Thursday, May 31, 2012

May 31, 2012: The Visitation of Our Lady



Elizabeth (mother of John the Baptist, who was scandalized by Christ’s relative “no-show” that failed to visibly confirm his preaching about the Messiah of a visible Christendom) proclaimed concerning our Lady, “Blessed is she who believed.” Mary became the mother of God because of her faith. She believed more than Abraham who was not ultimately called to kill his Son, Isaac.  She was called to say “Yes” to Christ's death and witness it. Abraham's
faith generated the Old Testament. Mary's faith generated the New.

        And now we are called to have the faith of Mary and become “mothers” of Christ by engendering Him in us in the world. Now. The Gospel text of Luke 11, 27 reads that the woman, overcome by the appearance of Christ, cries out: “Blessed is the womb that bore thee and the beasts that gave thee suck.” The Lord answers: “Yeah, rather, blessed is she who hears the Word of God and does it.” The meaning is that blood relation to the Lord does not constitute motherhood of Christ but obedience to the Word of God.

The import of the above is: If we hear the Word of God and do it – live the obedience that is faith – we will become mothers of Christ as our Lady did. The gospel text reads: “Who is my mother? Who are my brothers? Stretching out his hand to his disciples: “Here are my mother and my brothers. For whoever does the will of my heavenly Father is my brother, and sister, and mother.” Augustine comments:  Did the Virgin Mary, who believed by faith and conceived by faith, who was the chosen one from whom our Savior was born among men, who was created by Christ before Christ was created in her – did she not do the will of the Father? Indeed the blessed Mary certainly did the Father’s will, and  so it was for her a greater thing to have been Christ’s disciple than to have been his mother, and she was more blessed in her discipleship than in her motherhood. Hers was the happiness of first bearing in her womb him whom she would obey as her master”…
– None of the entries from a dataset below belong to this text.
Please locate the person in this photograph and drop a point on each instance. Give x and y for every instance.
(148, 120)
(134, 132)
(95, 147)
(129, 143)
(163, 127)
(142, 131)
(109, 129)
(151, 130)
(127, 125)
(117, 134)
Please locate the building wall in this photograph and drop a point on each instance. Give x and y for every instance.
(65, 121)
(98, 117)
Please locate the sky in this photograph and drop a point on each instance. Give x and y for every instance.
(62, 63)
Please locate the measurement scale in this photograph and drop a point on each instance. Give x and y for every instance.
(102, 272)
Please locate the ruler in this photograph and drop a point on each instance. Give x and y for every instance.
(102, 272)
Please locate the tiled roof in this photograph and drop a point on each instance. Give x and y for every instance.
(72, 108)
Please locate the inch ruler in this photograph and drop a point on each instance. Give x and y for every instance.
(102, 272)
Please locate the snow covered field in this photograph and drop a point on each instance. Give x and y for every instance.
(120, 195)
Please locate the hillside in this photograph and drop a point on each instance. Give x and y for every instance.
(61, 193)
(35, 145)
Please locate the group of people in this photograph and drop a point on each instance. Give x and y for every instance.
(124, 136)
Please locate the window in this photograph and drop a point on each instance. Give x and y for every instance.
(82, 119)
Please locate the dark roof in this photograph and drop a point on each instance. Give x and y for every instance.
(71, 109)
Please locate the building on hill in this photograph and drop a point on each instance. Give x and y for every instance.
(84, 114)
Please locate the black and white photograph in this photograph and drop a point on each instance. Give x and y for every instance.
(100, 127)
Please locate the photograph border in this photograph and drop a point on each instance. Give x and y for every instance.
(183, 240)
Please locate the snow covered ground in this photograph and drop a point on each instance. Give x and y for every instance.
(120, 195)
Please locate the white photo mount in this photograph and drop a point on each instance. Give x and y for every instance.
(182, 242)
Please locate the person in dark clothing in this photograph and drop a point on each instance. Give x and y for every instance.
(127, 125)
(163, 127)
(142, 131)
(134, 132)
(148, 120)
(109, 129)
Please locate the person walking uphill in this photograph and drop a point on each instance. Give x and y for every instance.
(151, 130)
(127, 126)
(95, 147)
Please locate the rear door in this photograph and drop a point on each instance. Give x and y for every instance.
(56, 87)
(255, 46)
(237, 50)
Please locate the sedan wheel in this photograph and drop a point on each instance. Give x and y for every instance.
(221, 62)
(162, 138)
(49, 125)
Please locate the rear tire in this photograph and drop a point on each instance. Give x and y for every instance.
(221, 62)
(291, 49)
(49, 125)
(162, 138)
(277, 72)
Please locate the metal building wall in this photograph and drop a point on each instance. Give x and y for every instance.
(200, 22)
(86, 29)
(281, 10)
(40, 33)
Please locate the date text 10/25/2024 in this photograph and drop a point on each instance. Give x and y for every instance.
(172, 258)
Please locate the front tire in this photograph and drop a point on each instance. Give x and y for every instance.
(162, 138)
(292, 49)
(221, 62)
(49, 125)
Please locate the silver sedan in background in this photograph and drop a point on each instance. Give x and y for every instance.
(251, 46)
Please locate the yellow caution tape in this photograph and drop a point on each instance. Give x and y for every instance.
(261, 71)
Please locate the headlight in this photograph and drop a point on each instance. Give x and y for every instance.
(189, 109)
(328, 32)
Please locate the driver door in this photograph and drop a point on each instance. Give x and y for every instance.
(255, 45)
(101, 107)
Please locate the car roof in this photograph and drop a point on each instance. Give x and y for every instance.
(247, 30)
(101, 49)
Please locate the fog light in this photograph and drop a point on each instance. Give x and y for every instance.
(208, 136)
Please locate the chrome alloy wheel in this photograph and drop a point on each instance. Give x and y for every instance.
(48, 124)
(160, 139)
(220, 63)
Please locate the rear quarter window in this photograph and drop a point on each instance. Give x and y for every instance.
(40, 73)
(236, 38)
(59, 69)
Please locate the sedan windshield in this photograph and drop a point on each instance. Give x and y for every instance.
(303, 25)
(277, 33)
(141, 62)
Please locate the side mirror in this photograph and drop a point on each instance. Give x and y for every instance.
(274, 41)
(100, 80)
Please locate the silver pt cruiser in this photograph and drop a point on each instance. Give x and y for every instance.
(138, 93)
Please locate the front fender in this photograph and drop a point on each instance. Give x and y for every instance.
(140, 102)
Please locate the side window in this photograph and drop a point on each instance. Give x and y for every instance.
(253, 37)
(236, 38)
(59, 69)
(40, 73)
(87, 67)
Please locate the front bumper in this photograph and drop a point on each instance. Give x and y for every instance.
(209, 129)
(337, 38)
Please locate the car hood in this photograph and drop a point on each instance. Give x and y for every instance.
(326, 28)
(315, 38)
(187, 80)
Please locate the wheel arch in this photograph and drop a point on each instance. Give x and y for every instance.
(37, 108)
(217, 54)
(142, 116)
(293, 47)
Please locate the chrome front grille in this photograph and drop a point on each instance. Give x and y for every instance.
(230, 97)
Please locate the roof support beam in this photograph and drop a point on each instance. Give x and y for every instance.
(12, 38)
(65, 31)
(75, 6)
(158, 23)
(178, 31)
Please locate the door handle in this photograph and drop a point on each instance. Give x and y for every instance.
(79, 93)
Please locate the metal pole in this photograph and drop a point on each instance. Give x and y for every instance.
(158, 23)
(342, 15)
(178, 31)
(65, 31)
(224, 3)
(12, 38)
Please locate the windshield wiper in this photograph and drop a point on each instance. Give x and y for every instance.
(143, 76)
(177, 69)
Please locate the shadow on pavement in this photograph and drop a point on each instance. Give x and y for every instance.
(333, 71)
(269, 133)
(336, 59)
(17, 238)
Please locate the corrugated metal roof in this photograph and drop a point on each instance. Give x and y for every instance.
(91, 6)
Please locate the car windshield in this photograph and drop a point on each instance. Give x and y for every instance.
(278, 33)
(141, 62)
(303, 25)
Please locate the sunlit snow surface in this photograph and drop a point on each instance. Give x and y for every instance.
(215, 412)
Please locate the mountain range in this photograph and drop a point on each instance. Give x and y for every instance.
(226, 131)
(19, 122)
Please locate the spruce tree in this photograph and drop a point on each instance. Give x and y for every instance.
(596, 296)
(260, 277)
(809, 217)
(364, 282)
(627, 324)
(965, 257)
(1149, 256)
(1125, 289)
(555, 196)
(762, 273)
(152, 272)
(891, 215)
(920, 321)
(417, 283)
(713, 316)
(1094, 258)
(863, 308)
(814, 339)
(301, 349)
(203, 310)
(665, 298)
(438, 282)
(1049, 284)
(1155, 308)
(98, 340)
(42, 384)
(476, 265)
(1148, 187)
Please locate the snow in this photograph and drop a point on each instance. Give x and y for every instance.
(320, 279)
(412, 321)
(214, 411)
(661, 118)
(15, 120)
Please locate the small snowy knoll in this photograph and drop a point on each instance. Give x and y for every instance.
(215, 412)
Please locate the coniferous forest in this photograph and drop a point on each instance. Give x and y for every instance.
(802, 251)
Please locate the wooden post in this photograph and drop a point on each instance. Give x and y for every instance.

                 “Now having said that all of you are brothers of Christ, shall I not dare to call you his mother? Much less would I dare to deny his own words. Tell me how Mary became the mother of Christ, if it was not by giving birth to the members of Christ? You, to whom I am speaking, are the members of Christ. Of whom were you born? ‘Of Mother Church,’ I hear the reply of your hearts. You became sons of this mother at your baptism; you came to birth then as members of Christ. Now you in your turn must draw to the font of baptism as many as you possibly can. You became sons when you were born there yourselves, and now by bringing others to birth in the same way, you have it in your power to become the mothers of Christ.”
                The great point of the feast is: Mary is not blessed because she is the mother of God. Rather, she is the mother of God because she made the gift of herself (which is faith). And since we are called to make that self-gift, we are also called to be the mother of God and engender the God-man in us – and this in the exercise of ordinary work in the secular world.